We Moved Some Data to S3

When clients make HTTP POST requests to ping URLs, Healthchecks captures and stores request body data. You can use this feature to log a command’s output and have it available for inspection later:

$ cowsay hello | curl --data-binary @- https://hc-ping.com/some-uuid-here

Same thing, using runitor instead of curl:

$ runitor -uuid some-uuid-here -- cowsay hello

You can view the request body data in the web UI:

Healthchecks also captures and stores email messages, when pinging by email:

There is a limit to how much data gets stored. The limit used to be 10KB. For example, if a client sends 50KB in an HTTP POST request body, Healthchecks would store the first 10KB, and ignore the remaining 40KB. I recently bumped up the size limit to 100KB. Users can now attach 10x more log information to every HTTP POST request, and HTML-heavy email messages are now less likely to get chopped off in the middle.

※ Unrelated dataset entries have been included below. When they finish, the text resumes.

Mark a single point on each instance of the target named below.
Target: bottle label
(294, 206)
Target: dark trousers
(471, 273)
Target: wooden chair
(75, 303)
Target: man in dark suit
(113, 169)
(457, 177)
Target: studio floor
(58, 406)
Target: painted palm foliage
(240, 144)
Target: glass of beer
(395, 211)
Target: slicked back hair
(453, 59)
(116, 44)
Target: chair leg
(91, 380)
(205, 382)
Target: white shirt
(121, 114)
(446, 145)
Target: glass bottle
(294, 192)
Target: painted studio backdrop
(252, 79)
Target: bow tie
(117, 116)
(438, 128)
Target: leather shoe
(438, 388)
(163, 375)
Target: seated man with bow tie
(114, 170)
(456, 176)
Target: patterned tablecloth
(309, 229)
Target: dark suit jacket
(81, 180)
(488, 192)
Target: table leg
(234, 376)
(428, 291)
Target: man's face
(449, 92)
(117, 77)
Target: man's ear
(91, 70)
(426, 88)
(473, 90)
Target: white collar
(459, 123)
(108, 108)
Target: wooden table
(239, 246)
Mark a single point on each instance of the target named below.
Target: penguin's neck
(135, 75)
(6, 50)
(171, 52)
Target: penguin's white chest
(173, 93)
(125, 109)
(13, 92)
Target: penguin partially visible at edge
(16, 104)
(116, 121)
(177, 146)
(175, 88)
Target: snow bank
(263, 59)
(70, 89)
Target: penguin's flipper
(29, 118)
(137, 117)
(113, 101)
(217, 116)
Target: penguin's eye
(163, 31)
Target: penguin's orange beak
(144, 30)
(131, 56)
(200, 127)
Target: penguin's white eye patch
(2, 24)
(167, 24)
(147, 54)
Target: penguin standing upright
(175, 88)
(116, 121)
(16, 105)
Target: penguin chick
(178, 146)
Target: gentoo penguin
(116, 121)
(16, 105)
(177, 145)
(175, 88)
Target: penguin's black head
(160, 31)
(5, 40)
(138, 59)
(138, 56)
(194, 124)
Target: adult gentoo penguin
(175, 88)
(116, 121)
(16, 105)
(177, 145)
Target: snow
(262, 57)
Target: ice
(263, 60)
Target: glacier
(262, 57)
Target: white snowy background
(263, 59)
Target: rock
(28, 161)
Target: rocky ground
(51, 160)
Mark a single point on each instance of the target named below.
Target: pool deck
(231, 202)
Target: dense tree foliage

In theory, the limit change could have been as simple as adding one zero to a configuration parameter, but in practice, there was a little bit more to it!

Database vs S3

Healthchecks used to store request body data in its primary and only data store, a PostgreSQL database. Bumping up the limit and throwing more data in the database would work in the short term, but would create problems in the long run. Backup sizes and processing times would grow at a quicker rate. Network I/O to the database server would also increase, and sooner become a bottleneck.

Now, how about outsourcing ping body storage to AWS S3? This would allow bumping up the size limit without ballooning the database size (yay!). On the other hand, this would add a new moving part to the system, and increase code and operational complexity (oh no!). But perhaps still worth it?

Healthchecks would be doing lots of small S3 PUT requests, and AWS S3 has per-request fees. Quick napkin math: AWS charges $0.005 per 1000 PUT requests. Let’s say we’re uploading 20 objects to S3 per second. That’s 20 * 60 * 60 * 24 * 30 = 52M PUT requests per month, or $260 added to the AWS bill. AWS also charges for bandwidth and storage. And what about Schrems II? There could be personal data in ping bodies, so we would need to encrypt them before handing them off to AWS.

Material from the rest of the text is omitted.